Attendance for the Tigres ends up averaging between 2,500 and 3,200 per game. This average puts the Tigres smack dab in the middle of the QMJHL. The fans in Victoriaville are a bit more subdued and quiet for Quebecois fans, but they are hearty and follow their team with more than a passing interest. It was extremely disappointing, however, to hear and see hundreds of fans engaging in conversations during the national anthems. Definitely a lack of respect.
Getting to the Coliseé is not too difficult as it is located on Boul. Jutras E. As mentioned above, there is some free parking in the complex, and there is a mall across the street. Getting in and out of the area is not the problem.
The problem is getting around once you are inside the Coliseé. The walkways are very small and crowded. Many people enjoy the standing room behind the seating area, which further complicates manoeuvring around the arena.
Outside of the Amphitheatre, there is little in the way of space as well. The washroom facilities inside the Amphitheatre are less than adequate, with washrooms so small that you can see inside from the walkway. Add to this that the team store and concessions are in that same general area, and you will find it more than just a minor challenge to get around during intermission.

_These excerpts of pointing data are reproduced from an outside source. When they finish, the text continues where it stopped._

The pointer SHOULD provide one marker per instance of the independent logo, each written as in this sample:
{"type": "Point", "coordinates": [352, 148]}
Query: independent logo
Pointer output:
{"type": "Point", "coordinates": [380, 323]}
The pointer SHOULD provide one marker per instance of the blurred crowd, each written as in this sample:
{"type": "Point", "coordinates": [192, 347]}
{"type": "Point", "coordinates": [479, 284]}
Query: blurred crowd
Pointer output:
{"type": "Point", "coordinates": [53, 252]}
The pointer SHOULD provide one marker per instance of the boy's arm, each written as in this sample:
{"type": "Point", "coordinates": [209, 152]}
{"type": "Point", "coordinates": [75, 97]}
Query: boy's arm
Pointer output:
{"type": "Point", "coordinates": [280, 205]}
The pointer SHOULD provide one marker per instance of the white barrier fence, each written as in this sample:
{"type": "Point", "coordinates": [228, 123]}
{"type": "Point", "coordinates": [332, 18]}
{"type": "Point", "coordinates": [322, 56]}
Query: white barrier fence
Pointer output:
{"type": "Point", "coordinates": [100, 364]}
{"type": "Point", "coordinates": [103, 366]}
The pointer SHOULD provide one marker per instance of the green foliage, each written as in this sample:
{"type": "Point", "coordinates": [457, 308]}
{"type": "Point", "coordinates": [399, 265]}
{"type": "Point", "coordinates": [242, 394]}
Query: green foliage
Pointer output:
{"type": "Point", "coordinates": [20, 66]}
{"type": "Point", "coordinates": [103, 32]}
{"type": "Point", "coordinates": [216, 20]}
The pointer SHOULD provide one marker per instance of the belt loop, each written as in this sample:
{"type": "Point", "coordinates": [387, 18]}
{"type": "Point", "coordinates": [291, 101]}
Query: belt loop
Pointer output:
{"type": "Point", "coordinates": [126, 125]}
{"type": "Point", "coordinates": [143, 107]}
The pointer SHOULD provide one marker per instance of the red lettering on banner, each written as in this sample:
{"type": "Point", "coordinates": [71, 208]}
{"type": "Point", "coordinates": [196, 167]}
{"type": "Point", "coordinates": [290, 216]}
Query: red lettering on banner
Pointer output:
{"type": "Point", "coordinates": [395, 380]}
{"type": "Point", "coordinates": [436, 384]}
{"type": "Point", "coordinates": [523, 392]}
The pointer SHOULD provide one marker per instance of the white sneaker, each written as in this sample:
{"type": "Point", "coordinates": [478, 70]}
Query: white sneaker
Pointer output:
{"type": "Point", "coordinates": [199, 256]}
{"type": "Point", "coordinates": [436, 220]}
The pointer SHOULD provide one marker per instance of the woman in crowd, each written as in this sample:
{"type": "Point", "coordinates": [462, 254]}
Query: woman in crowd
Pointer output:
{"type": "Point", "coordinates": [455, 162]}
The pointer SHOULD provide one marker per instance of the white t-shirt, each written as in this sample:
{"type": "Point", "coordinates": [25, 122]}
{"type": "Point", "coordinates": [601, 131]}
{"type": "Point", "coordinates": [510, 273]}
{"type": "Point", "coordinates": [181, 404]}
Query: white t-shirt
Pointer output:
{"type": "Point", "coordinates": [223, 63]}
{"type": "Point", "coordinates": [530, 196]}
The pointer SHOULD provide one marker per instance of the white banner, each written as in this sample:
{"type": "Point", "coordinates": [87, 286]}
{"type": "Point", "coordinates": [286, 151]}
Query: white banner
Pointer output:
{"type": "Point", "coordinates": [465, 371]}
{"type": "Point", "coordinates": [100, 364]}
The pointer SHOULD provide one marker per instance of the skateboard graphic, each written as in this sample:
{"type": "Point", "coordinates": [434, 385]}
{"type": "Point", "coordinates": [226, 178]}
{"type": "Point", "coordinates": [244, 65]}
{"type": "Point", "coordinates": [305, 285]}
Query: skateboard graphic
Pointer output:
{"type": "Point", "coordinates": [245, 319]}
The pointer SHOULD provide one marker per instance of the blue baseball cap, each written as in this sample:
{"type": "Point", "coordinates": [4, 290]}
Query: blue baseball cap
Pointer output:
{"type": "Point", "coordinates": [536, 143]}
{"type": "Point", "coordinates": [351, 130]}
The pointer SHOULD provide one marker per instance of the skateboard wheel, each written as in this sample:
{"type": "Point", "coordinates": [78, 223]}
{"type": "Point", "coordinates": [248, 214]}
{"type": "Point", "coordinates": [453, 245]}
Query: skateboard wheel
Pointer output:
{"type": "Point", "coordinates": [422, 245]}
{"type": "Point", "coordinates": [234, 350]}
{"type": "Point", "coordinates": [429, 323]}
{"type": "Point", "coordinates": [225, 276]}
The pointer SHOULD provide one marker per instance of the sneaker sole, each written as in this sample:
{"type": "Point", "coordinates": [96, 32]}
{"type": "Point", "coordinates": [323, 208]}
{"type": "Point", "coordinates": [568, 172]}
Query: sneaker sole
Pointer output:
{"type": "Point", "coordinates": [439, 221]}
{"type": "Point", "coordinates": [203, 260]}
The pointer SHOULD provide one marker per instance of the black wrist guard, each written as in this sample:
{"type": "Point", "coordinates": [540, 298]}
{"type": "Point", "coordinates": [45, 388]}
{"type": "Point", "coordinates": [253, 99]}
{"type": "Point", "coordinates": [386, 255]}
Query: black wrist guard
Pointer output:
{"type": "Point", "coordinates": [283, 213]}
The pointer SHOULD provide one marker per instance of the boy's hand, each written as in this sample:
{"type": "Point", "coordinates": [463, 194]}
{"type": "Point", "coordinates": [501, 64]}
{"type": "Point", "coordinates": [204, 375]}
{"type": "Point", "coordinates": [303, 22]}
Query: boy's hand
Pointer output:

In general, QMJHL hockey offers the best value for your dollar anywhere, and Victoriaville is no different. Adult tickets go for $15 each, and children are a mere $8. It appears to be a common theme in the QMJHL that the children are key, and they should be targeted. A great family environment is provided. Concession prices are reasonable, and parking should be free, so you are in for a great day of great hockey for a price that will not break the bank.
An extra mark for the display of local favourite Gilbert Perreault outside of the Amphitheatre.
An extra mark for the original idea of naming the sections after other local heroes. Section 4 is named after Jean Beliveau and Section 2 is named after Gilles Marotte.
An extra mark for the old school quarter vending machines, which were once found in every minor hockey rink in every town, and are still prevalent in Victoriaville.
Travelling through Quebec can be a bit intimidating for any Anglophone, especially in the smaller cities, away from the tourist areas of Montreal and Quebec City. However, stadium travellers should attempt to see real grassroots hockey the way it was meant to be seen in Quebec. The passion is there, and the price is right. This is as applicable in Victoriaville as anywhere else in La belle province. In Victoriaville, they have the tiger by the tail, and the Tigres will put on a show for you!